La quatrième de couverture de Pas sur ma liste de Marie Parson et Cassia Bellstone
Fraîchement divorcée, Marie Derrien, trente-huit ans, est directrice de la communication pour une mutuelle en plein rachat. Apparence impeccable, vie sous contrôle : elle a tout sacrifié pour correspondre à ce que l’on attend d’elle. Au point de s’oublier en chemin.
À vingt-quatre ans, Justine Leroy partage son temps entre la rédaction de sa thèse de géopolitique et un job d’hôtesse d’accueil pour payer ses factures. Mordue de callisthénie, elle multiplie les histoires sans lendemain, incapable de s’engager.
Lorsque le talon de Marie casse en plein centre de congrès, Justine la rattrape. Un prêt de ballerines et un débat enflammé plus tard, elles se retrouvent à partager un verre, puis une nuit de passion.
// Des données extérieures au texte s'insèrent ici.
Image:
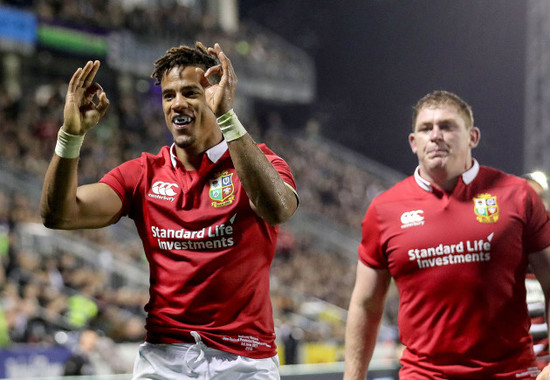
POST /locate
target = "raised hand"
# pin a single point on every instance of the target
(81, 112)
(220, 97)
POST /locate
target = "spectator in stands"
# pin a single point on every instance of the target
(456, 237)
(79, 363)
(206, 208)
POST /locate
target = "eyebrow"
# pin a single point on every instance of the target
(183, 88)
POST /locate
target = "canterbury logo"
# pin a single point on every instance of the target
(412, 218)
(164, 188)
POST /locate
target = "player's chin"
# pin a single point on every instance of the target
(183, 141)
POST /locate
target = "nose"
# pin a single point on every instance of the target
(436, 133)
(179, 102)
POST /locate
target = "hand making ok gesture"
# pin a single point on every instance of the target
(85, 102)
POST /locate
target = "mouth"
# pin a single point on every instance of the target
(181, 121)
(438, 153)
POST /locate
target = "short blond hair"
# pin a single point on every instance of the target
(441, 97)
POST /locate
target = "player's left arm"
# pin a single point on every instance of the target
(270, 197)
(540, 262)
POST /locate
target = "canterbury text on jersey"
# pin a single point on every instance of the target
(209, 253)
(459, 261)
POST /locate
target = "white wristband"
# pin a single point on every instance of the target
(231, 127)
(68, 145)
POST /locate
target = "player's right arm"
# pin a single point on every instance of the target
(65, 205)
(364, 317)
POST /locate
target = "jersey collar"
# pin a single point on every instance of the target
(467, 177)
(214, 153)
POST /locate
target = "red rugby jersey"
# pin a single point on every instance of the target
(209, 254)
(459, 261)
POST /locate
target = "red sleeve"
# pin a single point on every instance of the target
(280, 165)
(538, 222)
(370, 250)
(124, 179)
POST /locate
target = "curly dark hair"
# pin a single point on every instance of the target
(185, 56)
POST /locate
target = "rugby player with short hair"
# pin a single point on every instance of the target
(457, 237)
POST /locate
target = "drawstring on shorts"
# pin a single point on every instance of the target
(199, 345)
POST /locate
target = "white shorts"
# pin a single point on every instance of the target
(182, 361)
Seulement, quand Marie découvre que Justine est la fille de l’une de ses amies d’enfance, tout bascule. Quatorze ans d’écart, une amitié en danger, des vies opposées… Marie a beau chercher les raisons de ne pas céder, Justine réveille en elle la femme qu’elle avait enfouie. Et ça, ce n’était pas sur sa liste.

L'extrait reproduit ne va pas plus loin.